In addition to measuring levels of engagement, Gallup also categorizes workers as thriving, struggling, or suffering based on how they rate their current and future lives. In one study, Gallup discovered that employers spent significantly less in health care costs on employees who were categorized as “thriving”. To read more about the Gallup study, click here.
And if the impact of engagement and employee health aren’t enough to convince you that this is worth investigating, consider the impact on business health.
Employers with high employee engagement:
- Have higher customer ratings
- Higher productivity
- Higher profitability
- Less turnover
- Fewer safety incidents
- Less absenteeism
- Higher quality (less defects)
- Higher earnings per share
How Do You Measure Employee Engagement?
Measuring employee engagement is not always easy. Gallup has led the way in measuring employee engagement in businesses worldwide with its Q12 survey.
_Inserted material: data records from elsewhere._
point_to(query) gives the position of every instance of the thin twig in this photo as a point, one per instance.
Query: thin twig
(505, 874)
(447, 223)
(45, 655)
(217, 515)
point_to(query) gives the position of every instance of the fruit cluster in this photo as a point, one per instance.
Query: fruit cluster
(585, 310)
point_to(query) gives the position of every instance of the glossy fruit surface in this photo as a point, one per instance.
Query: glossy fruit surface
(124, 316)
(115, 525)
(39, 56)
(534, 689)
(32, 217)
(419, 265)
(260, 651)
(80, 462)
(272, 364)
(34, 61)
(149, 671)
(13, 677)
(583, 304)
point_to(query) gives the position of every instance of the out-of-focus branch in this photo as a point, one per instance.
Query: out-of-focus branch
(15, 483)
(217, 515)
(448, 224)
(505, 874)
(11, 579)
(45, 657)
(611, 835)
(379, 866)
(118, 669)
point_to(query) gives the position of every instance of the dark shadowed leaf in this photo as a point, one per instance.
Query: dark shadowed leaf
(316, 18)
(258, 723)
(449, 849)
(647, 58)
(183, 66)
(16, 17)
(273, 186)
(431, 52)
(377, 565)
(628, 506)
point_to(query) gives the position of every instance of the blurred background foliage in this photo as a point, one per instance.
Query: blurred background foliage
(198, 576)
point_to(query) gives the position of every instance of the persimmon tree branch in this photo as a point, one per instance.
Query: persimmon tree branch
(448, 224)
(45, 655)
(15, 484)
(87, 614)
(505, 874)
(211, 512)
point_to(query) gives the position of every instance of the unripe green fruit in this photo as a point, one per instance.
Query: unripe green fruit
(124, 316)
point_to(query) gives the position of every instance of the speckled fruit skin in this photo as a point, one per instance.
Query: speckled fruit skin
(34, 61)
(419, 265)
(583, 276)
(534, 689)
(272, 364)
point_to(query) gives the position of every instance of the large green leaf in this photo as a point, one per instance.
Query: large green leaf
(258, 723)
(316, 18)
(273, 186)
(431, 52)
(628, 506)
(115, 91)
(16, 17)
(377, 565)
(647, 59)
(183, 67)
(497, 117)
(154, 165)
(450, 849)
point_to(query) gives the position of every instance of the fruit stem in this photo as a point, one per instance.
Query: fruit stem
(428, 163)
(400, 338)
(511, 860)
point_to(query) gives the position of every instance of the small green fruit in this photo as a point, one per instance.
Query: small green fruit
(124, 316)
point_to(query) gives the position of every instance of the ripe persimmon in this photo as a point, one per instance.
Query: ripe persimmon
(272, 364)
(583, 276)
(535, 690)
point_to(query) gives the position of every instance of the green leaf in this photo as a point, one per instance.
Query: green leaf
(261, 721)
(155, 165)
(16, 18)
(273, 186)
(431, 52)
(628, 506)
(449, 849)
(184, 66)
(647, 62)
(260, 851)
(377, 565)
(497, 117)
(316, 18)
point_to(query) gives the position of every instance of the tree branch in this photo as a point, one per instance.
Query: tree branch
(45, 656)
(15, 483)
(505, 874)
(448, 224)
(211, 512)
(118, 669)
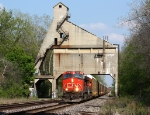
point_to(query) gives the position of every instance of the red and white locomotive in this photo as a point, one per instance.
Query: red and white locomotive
(77, 87)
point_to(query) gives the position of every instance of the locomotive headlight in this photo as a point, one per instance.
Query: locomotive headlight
(72, 80)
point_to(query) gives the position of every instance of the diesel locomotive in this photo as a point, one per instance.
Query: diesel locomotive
(77, 87)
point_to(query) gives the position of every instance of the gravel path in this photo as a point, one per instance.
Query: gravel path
(91, 107)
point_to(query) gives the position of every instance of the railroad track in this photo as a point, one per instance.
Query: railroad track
(89, 107)
(21, 108)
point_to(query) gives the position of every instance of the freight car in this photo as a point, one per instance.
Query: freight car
(78, 87)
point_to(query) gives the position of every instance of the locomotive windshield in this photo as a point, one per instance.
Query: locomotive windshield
(72, 75)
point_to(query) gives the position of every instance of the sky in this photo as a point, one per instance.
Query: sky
(100, 17)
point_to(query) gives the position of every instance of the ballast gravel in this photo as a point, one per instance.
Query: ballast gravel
(92, 107)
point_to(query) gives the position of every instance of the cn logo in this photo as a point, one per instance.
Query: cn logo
(71, 85)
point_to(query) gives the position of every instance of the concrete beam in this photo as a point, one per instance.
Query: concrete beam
(107, 51)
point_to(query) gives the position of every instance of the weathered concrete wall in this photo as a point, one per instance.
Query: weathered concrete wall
(77, 52)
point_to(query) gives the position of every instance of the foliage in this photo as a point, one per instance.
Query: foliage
(134, 60)
(24, 62)
(124, 106)
(20, 39)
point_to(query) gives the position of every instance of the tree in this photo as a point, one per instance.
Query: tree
(20, 39)
(134, 63)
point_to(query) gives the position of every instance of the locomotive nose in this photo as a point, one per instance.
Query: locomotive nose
(72, 80)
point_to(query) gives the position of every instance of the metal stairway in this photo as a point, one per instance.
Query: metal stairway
(64, 34)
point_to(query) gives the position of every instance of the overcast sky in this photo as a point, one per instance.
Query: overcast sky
(100, 17)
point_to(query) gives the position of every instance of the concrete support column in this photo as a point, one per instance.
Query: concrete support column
(116, 85)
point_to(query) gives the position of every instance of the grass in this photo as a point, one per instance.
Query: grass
(124, 106)
(17, 100)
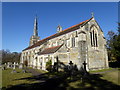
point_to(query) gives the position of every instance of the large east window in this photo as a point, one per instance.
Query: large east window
(93, 36)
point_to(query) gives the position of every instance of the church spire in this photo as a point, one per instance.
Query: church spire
(34, 38)
(35, 32)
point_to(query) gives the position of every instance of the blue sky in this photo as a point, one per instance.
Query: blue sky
(18, 19)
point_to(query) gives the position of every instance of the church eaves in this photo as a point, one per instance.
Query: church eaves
(72, 28)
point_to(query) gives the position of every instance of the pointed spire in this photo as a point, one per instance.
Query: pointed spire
(35, 32)
(92, 14)
(59, 28)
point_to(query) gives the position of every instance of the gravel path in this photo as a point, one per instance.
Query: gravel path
(33, 71)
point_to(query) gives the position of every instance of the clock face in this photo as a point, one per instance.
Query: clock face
(94, 28)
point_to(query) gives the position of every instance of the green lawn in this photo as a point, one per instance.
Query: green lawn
(95, 81)
(9, 79)
(101, 81)
(0, 77)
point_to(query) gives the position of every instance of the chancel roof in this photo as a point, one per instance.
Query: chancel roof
(72, 28)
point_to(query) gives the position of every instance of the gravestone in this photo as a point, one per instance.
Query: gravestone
(8, 64)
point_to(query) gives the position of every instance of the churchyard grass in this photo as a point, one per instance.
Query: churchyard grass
(9, 79)
(0, 77)
(106, 75)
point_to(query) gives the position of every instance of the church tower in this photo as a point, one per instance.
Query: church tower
(34, 38)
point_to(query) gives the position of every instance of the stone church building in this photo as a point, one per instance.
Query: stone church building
(83, 42)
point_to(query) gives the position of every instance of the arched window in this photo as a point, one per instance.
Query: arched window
(93, 36)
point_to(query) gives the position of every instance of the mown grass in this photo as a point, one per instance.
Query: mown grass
(112, 76)
(9, 78)
(0, 77)
(106, 79)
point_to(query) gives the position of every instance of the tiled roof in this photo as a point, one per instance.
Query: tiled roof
(72, 28)
(50, 50)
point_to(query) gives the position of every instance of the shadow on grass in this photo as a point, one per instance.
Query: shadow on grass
(90, 81)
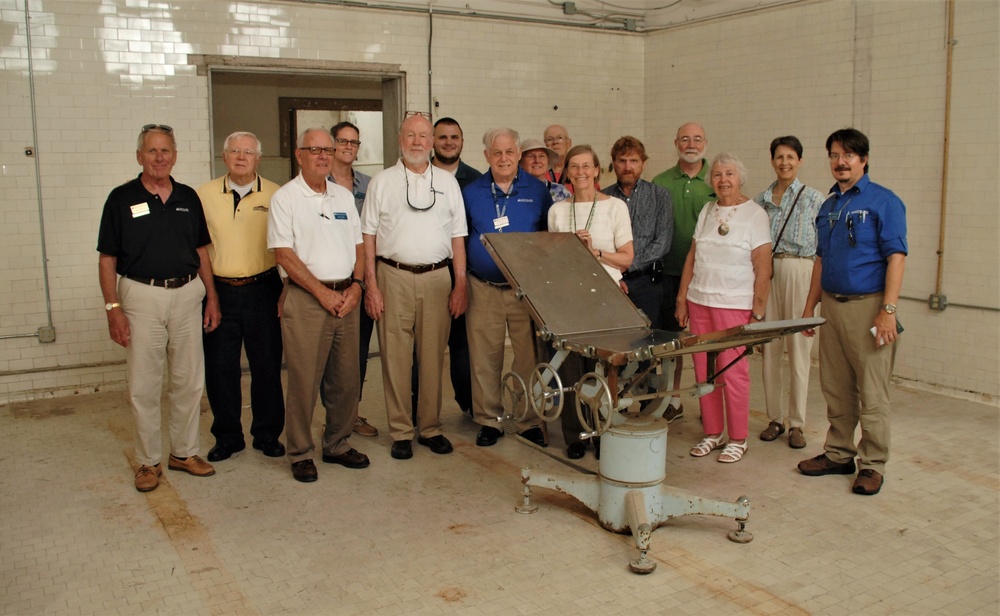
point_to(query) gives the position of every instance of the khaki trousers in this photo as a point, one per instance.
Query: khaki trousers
(321, 352)
(416, 316)
(493, 312)
(164, 327)
(854, 374)
(789, 289)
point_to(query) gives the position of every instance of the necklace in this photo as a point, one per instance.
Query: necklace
(572, 213)
(724, 224)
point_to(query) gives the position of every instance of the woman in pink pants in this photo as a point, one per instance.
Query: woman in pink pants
(725, 283)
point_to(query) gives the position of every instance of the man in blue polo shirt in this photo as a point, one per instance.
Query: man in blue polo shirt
(858, 273)
(503, 200)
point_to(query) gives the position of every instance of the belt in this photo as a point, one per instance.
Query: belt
(499, 285)
(166, 283)
(787, 255)
(415, 269)
(850, 298)
(339, 285)
(241, 282)
(644, 271)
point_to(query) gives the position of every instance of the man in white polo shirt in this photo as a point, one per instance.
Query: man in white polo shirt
(314, 231)
(413, 223)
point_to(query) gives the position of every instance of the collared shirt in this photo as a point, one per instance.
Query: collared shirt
(525, 207)
(322, 229)
(689, 196)
(652, 214)
(408, 235)
(359, 186)
(799, 238)
(878, 227)
(239, 238)
(149, 238)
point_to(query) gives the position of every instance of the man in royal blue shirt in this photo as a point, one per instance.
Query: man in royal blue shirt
(504, 200)
(858, 273)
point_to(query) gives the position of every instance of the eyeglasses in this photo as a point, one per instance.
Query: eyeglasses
(163, 127)
(406, 177)
(351, 142)
(316, 150)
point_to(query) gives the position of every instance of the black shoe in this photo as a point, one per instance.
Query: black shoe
(223, 452)
(576, 450)
(271, 449)
(304, 471)
(438, 444)
(488, 436)
(402, 450)
(534, 435)
(352, 458)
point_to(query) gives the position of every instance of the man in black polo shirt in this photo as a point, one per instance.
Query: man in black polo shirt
(153, 234)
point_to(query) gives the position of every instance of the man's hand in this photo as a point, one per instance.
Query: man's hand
(213, 316)
(118, 326)
(351, 297)
(374, 305)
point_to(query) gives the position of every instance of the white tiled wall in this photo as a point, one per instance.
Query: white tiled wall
(102, 68)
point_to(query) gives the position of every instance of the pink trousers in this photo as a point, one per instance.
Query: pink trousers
(735, 396)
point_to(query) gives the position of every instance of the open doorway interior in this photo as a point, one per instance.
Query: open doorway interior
(275, 106)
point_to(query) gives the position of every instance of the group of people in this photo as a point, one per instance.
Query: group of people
(307, 271)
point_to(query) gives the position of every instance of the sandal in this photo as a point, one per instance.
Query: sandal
(733, 453)
(707, 445)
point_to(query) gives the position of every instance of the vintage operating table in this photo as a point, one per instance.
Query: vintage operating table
(579, 309)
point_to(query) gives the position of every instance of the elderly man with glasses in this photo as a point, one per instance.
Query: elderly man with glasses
(414, 226)
(315, 233)
(154, 272)
(246, 278)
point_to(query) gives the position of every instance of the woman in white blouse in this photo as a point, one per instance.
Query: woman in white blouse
(725, 283)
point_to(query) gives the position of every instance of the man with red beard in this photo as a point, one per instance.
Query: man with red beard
(652, 215)
(689, 193)
(414, 226)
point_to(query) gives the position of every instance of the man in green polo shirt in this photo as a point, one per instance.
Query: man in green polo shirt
(689, 193)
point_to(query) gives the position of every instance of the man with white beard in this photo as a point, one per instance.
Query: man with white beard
(413, 224)
(689, 193)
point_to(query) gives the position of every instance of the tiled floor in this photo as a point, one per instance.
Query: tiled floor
(438, 534)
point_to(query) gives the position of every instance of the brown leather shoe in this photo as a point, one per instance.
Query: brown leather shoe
(193, 465)
(796, 440)
(772, 431)
(822, 465)
(352, 458)
(869, 482)
(147, 478)
(363, 428)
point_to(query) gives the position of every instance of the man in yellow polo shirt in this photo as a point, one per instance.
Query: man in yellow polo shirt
(246, 277)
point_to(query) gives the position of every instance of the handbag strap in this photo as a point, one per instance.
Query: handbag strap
(787, 218)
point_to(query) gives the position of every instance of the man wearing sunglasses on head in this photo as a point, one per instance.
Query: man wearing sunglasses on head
(858, 273)
(154, 236)
(414, 226)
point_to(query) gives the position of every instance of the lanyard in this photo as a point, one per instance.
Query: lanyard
(572, 214)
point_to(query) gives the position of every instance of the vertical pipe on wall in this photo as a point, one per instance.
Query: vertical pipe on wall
(950, 44)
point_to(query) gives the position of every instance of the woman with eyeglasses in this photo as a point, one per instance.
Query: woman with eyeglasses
(602, 224)
(725, 283)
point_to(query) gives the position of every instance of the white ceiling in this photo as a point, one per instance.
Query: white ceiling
(636, 15)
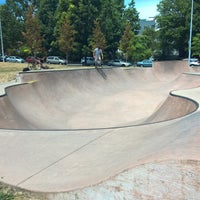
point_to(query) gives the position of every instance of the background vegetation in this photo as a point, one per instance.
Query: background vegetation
(72, 28)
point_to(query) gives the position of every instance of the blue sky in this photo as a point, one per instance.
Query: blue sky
(146, 8)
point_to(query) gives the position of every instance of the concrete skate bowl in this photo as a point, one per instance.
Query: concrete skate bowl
(111, 133)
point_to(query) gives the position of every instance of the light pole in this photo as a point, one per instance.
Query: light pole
(190, 40)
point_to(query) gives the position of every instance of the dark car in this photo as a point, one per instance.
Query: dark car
(32, 59)
(144, 63)
(119, 63)
(88, 61)
(16, 59)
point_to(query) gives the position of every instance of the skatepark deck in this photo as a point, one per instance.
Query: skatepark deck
(112, 133)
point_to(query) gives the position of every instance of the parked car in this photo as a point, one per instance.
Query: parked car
(119, 63)
(193, 61)
(32, 59)
(56, 60)
(89, 61)
(14, 59)
(144, 63)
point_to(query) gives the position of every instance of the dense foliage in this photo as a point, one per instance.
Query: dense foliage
(174, 24)
(64, 27)
(72, 28)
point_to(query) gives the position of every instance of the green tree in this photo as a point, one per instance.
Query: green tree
(112, 25)
(11, 30)
(196, 45)
(126, 42)
(46, 15)
(98, 38)
(132, 16)
(151, 42)
(66, 35)
(32, 32)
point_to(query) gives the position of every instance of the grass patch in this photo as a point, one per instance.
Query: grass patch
(8, 193)
(8, 70)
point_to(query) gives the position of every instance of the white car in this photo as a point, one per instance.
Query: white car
(193, 62)
(119, 63)
(56, 60)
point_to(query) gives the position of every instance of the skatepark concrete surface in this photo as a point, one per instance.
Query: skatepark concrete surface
(106, 134)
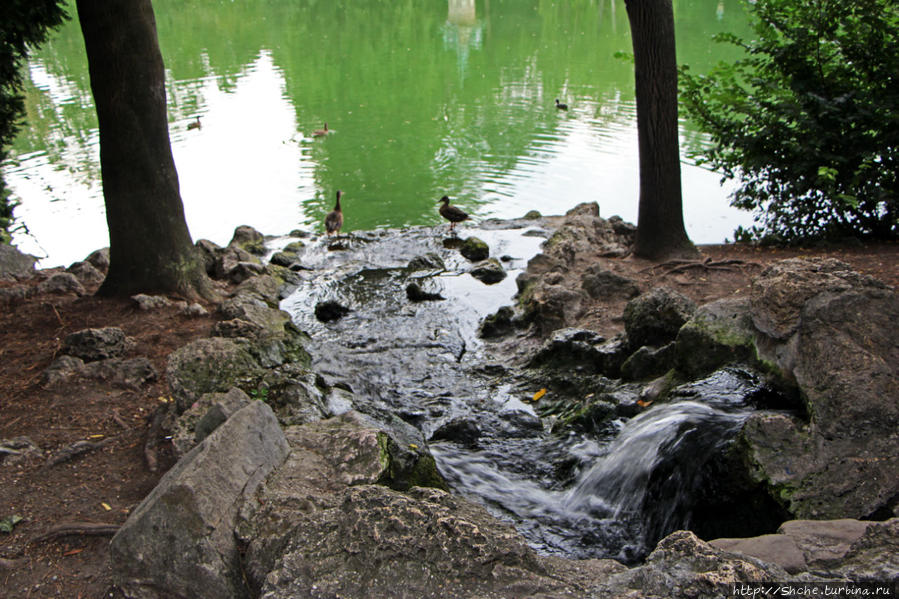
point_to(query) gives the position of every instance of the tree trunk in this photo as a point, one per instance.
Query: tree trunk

- I know what is expected of me at work.
- I have the materials and equipment I need to do my work right.
- At work, I have the opportunity to do what I do best every day
- In the last 7 days, I have received recognition or praise for doing good work.
- My supervisor, or someone at work, seems to care about me as a person.
- There is someone at work who encourages my development.
- At work, my opinions seem to count.
- The mission or purpose of my company makes me feel my job is important.
- My associates or fellow employees are committed to doing quality work.
- I have a best friend at work.
- In the last six months, someone at work has talked to me about my progress.
- This last year, I have had opportunities at work to learn and grow.
When you read these statements, the overwhelming “theme” is one of being valued. Perhaps that’s a place to start—ask your employees if they feel valued. And if you don’t like the answer, be prepared for how you can change it. Your employees and your organization will be healthier for it!